The $arch is in this case used to determine the source directory to be uploaded. This is how the directory structure on a builder looks like:

└── main
   └── x86_64

On dl-master, it looks like this:

main
├── aarch64
├── armhf
├── armv7
├── loongarch64
├── ppc64le
├── riscv64
├── s390x
├── x86
└── x86_64

So under normal circumstances, it would upload main/x86_64 for example from the builder to main/x86_64 on dl-master.

In the case when $arch is empty it will now synchronize main/ on the builder with main/ on dl-master, resulting in all directories except for the current architecture to be removed.

At this point in time, we do not know exactly what caused $arch to be empty.

Restoring

Since all the repositories were still present on the builders, restoring them was trivial. Once we had an idea what the cause of the issue was, we started synchronizing all the repositories from the builders to dl-master again, after which the t1 servers could start synchronizing all repositories.

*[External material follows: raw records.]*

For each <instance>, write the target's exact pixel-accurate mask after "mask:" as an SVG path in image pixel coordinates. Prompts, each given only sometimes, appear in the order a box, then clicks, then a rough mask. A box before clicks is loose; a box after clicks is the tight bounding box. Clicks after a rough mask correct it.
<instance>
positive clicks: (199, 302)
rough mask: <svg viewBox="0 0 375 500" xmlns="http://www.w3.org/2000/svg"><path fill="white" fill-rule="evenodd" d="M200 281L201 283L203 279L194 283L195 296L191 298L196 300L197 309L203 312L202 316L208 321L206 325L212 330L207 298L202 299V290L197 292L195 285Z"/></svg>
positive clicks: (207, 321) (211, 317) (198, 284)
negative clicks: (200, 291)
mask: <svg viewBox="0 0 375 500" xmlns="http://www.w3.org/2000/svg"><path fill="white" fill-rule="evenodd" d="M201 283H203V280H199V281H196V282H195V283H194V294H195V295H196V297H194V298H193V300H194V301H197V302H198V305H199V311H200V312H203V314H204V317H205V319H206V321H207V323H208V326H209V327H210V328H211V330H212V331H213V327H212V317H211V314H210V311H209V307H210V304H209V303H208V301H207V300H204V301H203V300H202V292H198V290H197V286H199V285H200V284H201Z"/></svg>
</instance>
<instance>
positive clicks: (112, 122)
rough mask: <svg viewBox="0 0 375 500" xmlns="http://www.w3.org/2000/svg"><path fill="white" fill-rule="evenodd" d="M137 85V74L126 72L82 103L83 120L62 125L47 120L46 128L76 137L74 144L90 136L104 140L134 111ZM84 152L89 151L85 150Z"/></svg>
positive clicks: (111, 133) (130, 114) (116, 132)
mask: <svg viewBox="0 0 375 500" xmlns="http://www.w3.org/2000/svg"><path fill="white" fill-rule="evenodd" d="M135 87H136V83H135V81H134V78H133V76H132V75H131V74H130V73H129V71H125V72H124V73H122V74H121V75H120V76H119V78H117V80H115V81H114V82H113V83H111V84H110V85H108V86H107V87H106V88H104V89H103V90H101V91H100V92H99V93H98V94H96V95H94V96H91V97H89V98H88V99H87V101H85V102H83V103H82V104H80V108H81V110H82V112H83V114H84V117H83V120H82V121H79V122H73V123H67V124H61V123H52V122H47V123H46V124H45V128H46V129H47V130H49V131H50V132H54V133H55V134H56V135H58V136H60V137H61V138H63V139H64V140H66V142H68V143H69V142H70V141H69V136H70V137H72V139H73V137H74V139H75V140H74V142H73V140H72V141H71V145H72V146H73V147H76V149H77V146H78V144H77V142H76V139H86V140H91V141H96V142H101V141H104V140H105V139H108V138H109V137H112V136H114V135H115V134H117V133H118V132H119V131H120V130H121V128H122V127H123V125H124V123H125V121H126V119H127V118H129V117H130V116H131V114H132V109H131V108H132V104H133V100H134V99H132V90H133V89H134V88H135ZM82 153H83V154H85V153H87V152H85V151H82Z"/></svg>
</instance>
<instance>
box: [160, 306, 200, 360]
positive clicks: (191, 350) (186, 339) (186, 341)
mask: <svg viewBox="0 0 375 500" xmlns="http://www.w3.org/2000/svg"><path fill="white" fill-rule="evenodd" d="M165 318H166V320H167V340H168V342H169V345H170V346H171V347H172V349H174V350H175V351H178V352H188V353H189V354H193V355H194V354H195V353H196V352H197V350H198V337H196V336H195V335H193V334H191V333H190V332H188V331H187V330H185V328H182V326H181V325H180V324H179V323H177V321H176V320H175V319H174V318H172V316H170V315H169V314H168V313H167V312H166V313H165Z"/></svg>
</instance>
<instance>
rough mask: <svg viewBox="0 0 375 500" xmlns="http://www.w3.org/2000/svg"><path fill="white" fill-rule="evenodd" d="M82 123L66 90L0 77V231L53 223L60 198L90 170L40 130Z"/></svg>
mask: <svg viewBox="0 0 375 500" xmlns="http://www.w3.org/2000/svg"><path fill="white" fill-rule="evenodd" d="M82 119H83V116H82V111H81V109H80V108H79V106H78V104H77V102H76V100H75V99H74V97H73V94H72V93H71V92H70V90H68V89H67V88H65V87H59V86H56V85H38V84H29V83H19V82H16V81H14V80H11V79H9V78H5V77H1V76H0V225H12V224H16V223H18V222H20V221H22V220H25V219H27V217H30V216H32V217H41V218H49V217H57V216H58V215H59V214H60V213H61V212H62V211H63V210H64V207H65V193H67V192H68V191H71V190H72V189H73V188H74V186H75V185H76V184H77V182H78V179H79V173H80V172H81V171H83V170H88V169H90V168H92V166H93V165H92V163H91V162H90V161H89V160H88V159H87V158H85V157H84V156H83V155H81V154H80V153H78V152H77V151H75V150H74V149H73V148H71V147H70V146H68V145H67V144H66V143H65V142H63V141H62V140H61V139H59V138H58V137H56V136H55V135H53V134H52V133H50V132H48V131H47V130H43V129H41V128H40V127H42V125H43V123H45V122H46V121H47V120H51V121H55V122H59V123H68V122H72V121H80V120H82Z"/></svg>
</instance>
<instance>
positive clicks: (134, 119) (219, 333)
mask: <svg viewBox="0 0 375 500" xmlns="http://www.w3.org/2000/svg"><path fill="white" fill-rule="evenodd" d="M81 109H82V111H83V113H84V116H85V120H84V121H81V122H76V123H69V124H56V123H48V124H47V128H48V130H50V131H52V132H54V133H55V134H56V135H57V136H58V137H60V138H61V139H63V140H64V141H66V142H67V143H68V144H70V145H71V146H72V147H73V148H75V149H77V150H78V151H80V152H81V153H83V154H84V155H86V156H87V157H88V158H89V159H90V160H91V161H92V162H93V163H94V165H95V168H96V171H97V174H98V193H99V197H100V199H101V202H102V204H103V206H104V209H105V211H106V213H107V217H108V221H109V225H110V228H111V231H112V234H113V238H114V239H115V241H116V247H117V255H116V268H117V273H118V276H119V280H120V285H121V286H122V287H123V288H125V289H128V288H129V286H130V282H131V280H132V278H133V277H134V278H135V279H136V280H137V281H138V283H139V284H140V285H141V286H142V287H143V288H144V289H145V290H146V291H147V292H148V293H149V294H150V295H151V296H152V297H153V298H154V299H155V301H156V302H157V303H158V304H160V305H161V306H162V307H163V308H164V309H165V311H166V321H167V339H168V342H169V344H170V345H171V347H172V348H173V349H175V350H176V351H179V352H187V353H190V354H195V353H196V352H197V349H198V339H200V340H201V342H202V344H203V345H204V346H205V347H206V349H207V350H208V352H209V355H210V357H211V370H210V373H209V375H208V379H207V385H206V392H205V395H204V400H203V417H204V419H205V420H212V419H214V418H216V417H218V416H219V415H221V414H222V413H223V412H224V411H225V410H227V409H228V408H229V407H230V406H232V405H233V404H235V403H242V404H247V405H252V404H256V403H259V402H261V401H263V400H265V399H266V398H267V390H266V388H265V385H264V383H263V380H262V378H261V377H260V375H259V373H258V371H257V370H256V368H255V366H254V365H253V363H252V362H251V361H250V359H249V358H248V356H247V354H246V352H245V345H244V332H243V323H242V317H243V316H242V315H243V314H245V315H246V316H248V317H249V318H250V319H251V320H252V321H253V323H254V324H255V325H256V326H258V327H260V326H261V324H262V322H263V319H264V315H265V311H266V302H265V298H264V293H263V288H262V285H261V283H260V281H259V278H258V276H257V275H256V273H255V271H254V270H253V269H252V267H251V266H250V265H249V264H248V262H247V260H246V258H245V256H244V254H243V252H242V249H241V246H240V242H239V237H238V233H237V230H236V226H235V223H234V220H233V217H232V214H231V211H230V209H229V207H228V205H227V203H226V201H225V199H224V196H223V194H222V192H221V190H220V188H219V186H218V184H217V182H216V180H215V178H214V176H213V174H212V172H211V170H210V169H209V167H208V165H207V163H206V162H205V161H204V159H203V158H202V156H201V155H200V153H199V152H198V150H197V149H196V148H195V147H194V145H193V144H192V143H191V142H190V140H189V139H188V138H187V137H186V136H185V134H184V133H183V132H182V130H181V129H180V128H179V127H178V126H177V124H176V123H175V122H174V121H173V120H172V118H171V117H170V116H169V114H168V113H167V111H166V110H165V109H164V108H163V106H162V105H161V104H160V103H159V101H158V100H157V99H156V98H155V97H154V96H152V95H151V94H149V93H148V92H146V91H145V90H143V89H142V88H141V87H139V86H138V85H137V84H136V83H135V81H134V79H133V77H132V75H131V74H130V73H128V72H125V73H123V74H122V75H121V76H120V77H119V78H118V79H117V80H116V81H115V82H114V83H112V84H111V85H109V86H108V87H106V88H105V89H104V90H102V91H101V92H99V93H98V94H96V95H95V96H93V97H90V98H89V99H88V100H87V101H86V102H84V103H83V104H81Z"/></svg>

At 05:45 UTC on 2024-10-26, all repositories were available again on our t1 mirrors.

Mitigation

To prevent this specific issue from happening in the future, we hardened aports-build to stop when $arch is empty and log when this situation happens.

We decided not to introduce any more changes at this time to prevent introducing more issues.

Although the current build infrastructure has served us well for years, it also has its limitations. That’s why we already had ideas about redesigning the build architecture. For now, we do not have any concrete plans, but we'll not be making any larger changes to the current infrastructure.